Can membuka  pintu unit, masuk dan menyadari jika Emine masih berdiri mematung di sana. Perempuan dengan rambut coklat panjang berkuncir kuda itu terus termenung, membuat Can merasa tersinggung. “Kau tidak ingin berada di sini?”

“A-apa?”

“Lagipula, kenapa kau membawaku ke mari, Can?”

“Apa harus mantan kekasihmu yang mengajakmu ke tempat seperti ini, Emine?”

Bibir ranum itu sedikit terbuka.

Emine terpaku dengan pertanyaan Can.

Pria itu mengembuskan napas kasar, lalu menarik tangan Emine dan mengunci pintu tepat di keadaan sadar Emine yang terlambat.

“C-can?”

Kedua bahu Emine naik turun.

Ia mundur perlahan ketika sorot tajam dan dingin Can membuat Emine ketakutan. Sampai tidak ada lagi tempat yang bisa membuatnya melangkah mundur, kecuali pintu yang bisa ia buka jika kunci itu berada di tangannya.

Emine menelan saliva susah payah.

“Apa kau berniat mempermainkanku, Emine?”

Wajah Can mendekat, nyaris tidak sampai lima senti menatap lekat perempuan cantik berkulit putih itu.

Kedua tangan Can mengurung gerakan Emine agar tidak menjauh. Ia menyorot lekat manik yang selalu menyiratkan perubahan tanpa terduga. “Kemarin kau menyatakan rasa sukamu padaku. Bahkan, kau rela menghabiskan malam bersamaku.”

“Tapi siang ini ....”

Emine menahan napas saat hidung mancung di hadapannya bersinggungan dengan hidungnya. Napas hangat pria itu menggetarkan perasaan Emine. “Kau menyinggung perasaanku untuk pria masa lalumu.”

Emine terpaku dengan penuturan Can.

Sedangkan Can, memperlihatkan kebencian dan rsa tidak sukanya terhadap ucapan dan kebohongan Emine.

Karena sejak awal, perempuan itu tidak menyinggung pria masa lalu Emine. Termasuk bagaimana perempuan itu masih menyimpan satu nama yang belum tersingkirkan jauh dari pikiran dan hatinya. “Dan aku mulai tau, kau menjadikanku sebagai pelampiasanmu. Bukan rasa suka yang hadir dengan tulus.”

Jantung Emine berpacu cepat, melebihi dari bagaimana pikiran perempuan itu merespons, memahami ucapan Can.

Bahkan, kedua pipi perempuan itu memanas seiring kalimat yang kembali berputar di pikirannya.

“Kau ... cemburu?” kedua sudut bibir Emine berkedut.

Perasaan perempuan itu menghangat saat melihat tubuh Can kaku. Ia seolah sadar, mengerjap untuk ucapan yang ia lontarkan tersebut.

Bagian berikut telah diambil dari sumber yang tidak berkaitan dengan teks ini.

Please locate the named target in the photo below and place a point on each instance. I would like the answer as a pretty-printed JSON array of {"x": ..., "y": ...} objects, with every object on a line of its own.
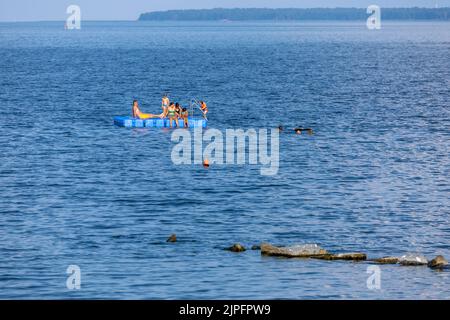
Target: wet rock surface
[
  {"x": 237, "y": 247},
  {"x": 413, "y": 260},
  {"x": 353, "y": 256},
  {"x": 386, "y": 260},
  {"x": 295, "y": 251},
  {"x": 172, "y": 238},
  {"x": 438, "y": 263}
]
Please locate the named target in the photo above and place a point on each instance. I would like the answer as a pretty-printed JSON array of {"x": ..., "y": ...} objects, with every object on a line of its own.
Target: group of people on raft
[{"x": 170, "y": 110}]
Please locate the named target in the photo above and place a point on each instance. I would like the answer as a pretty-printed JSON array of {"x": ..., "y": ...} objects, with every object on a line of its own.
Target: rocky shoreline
[{"x": 314, "y": 251}]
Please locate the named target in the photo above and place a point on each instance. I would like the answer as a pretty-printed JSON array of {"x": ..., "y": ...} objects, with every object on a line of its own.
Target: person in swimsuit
[
  {"x": 203, "y": 108},
  {"x": 172, "y": 114},
  {"x": 136, "y": 112},
  {"x": 184, "y": 116},
  {"x": 165, "y": 105},
  {"x": 178, "y": 109}
]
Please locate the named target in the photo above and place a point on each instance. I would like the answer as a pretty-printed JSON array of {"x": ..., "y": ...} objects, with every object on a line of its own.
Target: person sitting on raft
[
  {"x": 178, "y": 109},
  {"x": 136, "y": 112},
  {"x": 165, "y": 105},
  {"x": 184, "y": 115},
  {"x": 203, "y": 108},
  {"x": 172, "y": 114}
]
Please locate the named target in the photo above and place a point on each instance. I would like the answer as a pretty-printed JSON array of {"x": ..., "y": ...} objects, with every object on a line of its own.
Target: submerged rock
[
  {"x": 386, "y": 260},
  {"x": 354, "y": 256},
  {"x": 438, "y": 263},
  {"x": 296, "y": 251},
  {"x": 413, "y": 260},
  {"x": 172, "y": 238},
  {"x": 236, "y": 248}
]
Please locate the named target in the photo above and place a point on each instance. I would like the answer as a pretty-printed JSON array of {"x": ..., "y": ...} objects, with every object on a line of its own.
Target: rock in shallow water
[
  {"x": 296, "y": 251},
  {"x": 413, "y": 260},
  {"x": 386, "y": 260},
  {"x": 354, "y": 256},
  {"x": 172, "y": 238},
  {"x": 236, "y": 248},
  {"x": 438, "y": 263}
]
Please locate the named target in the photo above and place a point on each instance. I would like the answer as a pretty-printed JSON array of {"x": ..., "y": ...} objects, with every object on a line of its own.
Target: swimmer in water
[
  {"x": 184, "y": 116},
  {"x": 203, "y": 108},
  {"x": 165, "y": 105},
  {"x": 136, "y": 112},
  {"x": 172, "y": 114}
]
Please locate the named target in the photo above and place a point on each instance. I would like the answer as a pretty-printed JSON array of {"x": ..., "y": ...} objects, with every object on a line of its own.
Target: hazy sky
[{"x": 36, "y": 10}]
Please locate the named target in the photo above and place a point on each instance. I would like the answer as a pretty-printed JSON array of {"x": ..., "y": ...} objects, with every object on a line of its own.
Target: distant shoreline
[{"x": 313, "y": 14}]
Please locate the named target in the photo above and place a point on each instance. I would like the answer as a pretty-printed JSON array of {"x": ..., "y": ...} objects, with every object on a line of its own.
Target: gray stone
[
  {"x": 296, "y": 251},
  {"x": 413, "y": 260},
  {"x": 354, "y": 256},
  {"x": 236, "y": 248},
  {"x": 438, "y": 263},
  {"x": 172, "y": 238},
  {"x": 386, "y": 260}
]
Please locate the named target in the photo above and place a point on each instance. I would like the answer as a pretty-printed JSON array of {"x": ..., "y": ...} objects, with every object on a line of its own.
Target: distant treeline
[{"x": 297, "y": 14}]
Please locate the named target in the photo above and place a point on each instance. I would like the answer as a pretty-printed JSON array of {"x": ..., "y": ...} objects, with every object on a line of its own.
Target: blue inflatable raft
[{"x": 130, "y": 122}]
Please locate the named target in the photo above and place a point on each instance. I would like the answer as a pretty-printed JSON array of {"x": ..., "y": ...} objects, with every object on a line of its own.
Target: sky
[{"x": 41, "y": 10}]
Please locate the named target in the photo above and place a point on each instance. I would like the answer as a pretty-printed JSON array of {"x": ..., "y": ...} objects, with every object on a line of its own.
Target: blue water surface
[{"x": 76, "y": 190}]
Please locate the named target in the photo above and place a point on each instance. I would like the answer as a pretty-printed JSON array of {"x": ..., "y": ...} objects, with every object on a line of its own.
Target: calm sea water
[{"x": 76, "y": 190}]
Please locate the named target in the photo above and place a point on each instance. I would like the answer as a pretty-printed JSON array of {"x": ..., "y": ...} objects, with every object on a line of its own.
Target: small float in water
[{"x": 130, "y": 122}]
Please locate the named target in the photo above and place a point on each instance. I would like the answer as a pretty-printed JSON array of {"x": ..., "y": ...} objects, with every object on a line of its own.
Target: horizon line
[{"x": 168, "y": 10}]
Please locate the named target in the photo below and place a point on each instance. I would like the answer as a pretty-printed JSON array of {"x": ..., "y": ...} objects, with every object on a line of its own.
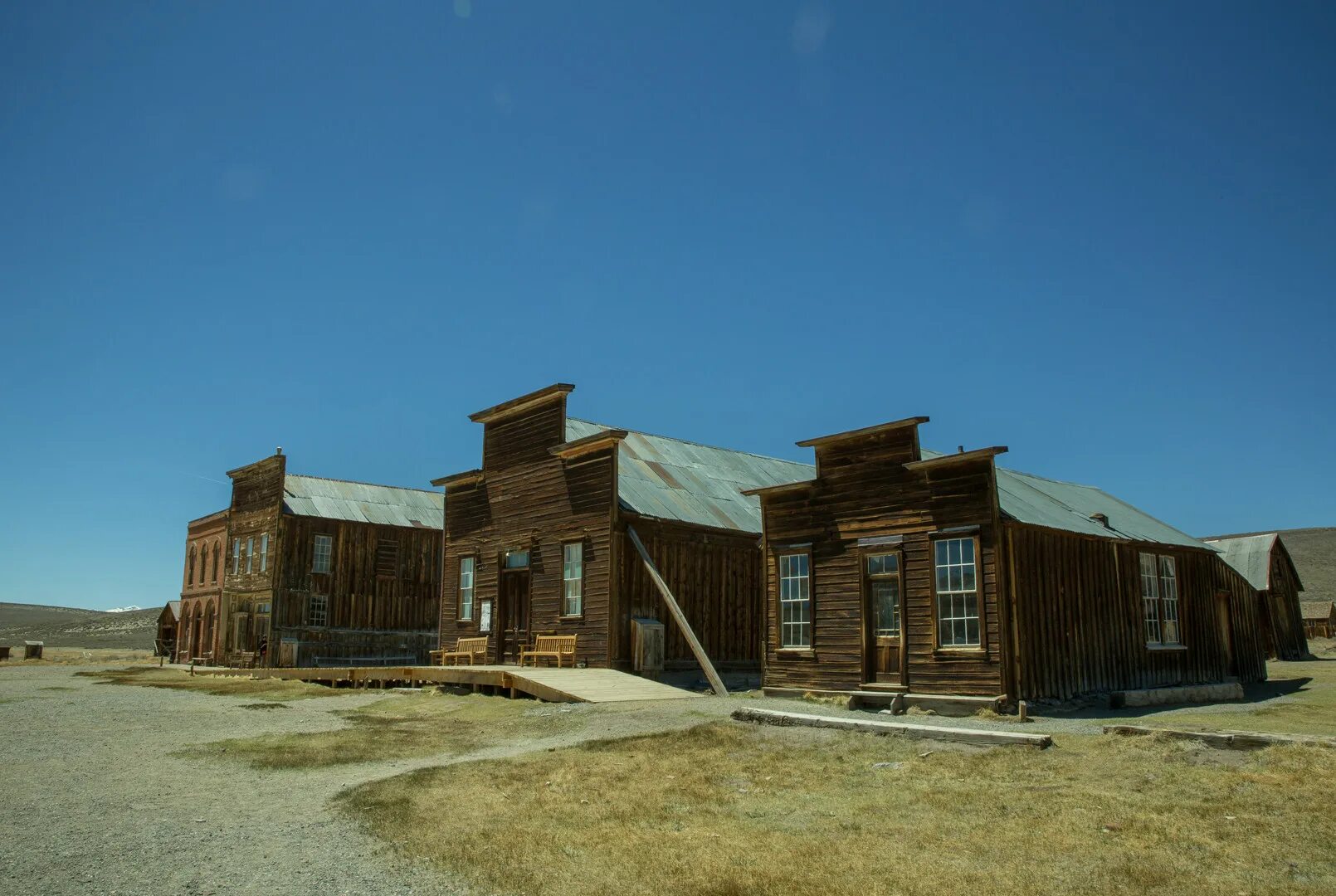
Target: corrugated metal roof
[
  {"x": 1250, "y": 554},
  {"x": 1068, "y": 505},
  {"x": 674, "y": 480},
  {"x": 309, "y": 495}
]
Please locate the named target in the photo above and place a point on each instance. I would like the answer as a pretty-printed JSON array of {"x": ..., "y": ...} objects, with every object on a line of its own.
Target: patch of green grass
[
  {"x": 401, "y": 727},
  {"x": 219, "y": 685},
  {"x": 729, "y": 810},
  {"x": 1311, "y": 709}
]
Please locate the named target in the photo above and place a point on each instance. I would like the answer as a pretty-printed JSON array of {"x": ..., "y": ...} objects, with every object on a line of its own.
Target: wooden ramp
[{"x": 553, "y": 685}]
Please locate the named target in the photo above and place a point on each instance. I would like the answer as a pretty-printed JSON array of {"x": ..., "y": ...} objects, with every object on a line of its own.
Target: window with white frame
[
  {"x": 572, "y": 578},
  {"x": 317, "y": 609},
  {"x": 322, "y": 553},
  {"x": 1160, "y": 598},
  {"x": 957, "y": 593},
  {"x": 795, "y": 601},
  {"x": 466, "y": 569}
]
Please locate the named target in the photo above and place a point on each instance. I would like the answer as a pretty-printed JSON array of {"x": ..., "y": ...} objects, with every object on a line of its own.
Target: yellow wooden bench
[
  {"x": 469, "y": 650},
  {"x": 551, "y": 645}
]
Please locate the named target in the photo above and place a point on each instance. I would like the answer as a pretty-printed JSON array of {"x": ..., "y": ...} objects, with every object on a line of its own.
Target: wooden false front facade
[
  {"x": 325, "y": 572},
  {"x": 551, "y": 492},
  {"x": 900, "y": 569}
]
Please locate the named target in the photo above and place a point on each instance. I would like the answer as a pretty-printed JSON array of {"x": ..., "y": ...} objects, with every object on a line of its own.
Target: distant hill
[
  {"x": 1314, "y": 552},
  {"x": 66, "y": 626}
]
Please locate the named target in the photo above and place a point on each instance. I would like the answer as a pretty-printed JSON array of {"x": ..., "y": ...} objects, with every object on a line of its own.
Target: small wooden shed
[{"x": 1319, "y": 619}]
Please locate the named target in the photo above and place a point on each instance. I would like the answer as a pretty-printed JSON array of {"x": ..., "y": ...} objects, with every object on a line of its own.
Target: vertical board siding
[
  {"x": 532, "y": 499},
  {"x": 1079, "y": 616},
  {"x": 716, "y": 581},
  {"x": 863, "y": 490}
]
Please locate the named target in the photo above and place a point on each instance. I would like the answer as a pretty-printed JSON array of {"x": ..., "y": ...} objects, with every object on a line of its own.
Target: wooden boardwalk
[{"x": 551, "y": 684}]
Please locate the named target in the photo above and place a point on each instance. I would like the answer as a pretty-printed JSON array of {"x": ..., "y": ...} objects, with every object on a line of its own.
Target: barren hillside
[{"x": 66, "y": 626}]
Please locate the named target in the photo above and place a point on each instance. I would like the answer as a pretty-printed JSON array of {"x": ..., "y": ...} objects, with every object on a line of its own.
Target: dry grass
[
  {"x": 229, "y": 687},
  {"x": 729, "y": 810},
  {"x": 401, "y": 727},
  {"x": 78, "y": 657},
  {"x": 1309, "y": 711}
]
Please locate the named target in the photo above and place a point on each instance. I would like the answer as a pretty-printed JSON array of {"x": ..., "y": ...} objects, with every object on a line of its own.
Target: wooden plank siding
[
  {"x": 863, "y": 490},
  {"x": 368, "y": 611},
  {"x": 1288, "y": 635},
  {"x": 530, "y": 499},
  {"x": 1079, "y": 616},
  {"x": 716, "y": 580}
]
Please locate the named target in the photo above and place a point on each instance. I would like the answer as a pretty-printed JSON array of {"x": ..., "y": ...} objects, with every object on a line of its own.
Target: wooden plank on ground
[
  {"x": 929, "y": 732},
  {"x": 1222, "y": 740}
]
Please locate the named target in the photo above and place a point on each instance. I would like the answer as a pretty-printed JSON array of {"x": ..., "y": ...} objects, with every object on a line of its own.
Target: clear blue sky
[{"x": 1104, "y": 236}]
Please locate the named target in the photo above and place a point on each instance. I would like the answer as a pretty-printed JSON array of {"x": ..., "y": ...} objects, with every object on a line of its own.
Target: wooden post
[{"x": 715, "y": 681}]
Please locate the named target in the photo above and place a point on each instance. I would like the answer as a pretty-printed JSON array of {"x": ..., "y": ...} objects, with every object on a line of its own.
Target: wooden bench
[
  {"x": 472, "y": 650},
  {"x": 551, "y": 645}
]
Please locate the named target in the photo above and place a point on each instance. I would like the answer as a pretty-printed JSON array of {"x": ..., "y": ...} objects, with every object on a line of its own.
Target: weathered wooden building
[
  {"x": 538, "y": 538},
  {"x": 328, "y": 571},
  {"x": 1319, "y": 619},
  {"x": 900, "y": 569},
  {"x": 202, "y": 589},
  {"x": 168, "y": 622},
  {"x": 1265, "y": 562}
]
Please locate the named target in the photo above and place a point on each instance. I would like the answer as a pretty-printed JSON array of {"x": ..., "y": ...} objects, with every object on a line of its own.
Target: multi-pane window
[
  {"x": 572, "y": 578},
  {"x": 884, "y": 584},
  {"x": 317, "y": 609},
  {"x": 466, "y": 567},
  {"x": 322, "y": 553},
  {"x": 1160, "y": 598},
  {"x": 388, "y": 557},
  {"x": 795, "y": 601},
  {"x": 957, "y": 593}
]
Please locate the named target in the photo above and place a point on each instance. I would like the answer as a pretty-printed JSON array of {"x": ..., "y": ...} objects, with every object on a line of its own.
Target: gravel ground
[{"x": 95, "y": 803}]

“Apa aku berhasil membuatmu cemburu dengan status pria di parkiran tadi, Can?”

Can gelagapan.

Pria itu menegakkan tubuh, membuang pandangan saat tatapan Emine menggodanya.

Emine tidak sanggup menutupi kebahagiaannya.

Fuat mengatakan yang sebenarnya. Hanya saja, Emine terlalu sulit mempercayai jika pria di hadapannya memang tidak berubah sama sekali.

“Dia mantan kekasihku. Aku memang belum bisa melupakan dia sepenuhnya. Tapi bukan berarti, aku juga menyatakan kebohongan tentang rasa sukaku padamu.”

Can tertegun saat Emine mendekat, lalu meraih kedua tangan Can untuk memeluk perempuan bertubuh semampainya. “Aku menyukaimu, Can. Itu sebabnya aku memintamu untuk menyadari keberadaanku agar aku tidak salah memilih pria lagi.”

“Karena aku merasakan debaran jauh lebih kuat dibandingkan dengan mantan kekasihku.”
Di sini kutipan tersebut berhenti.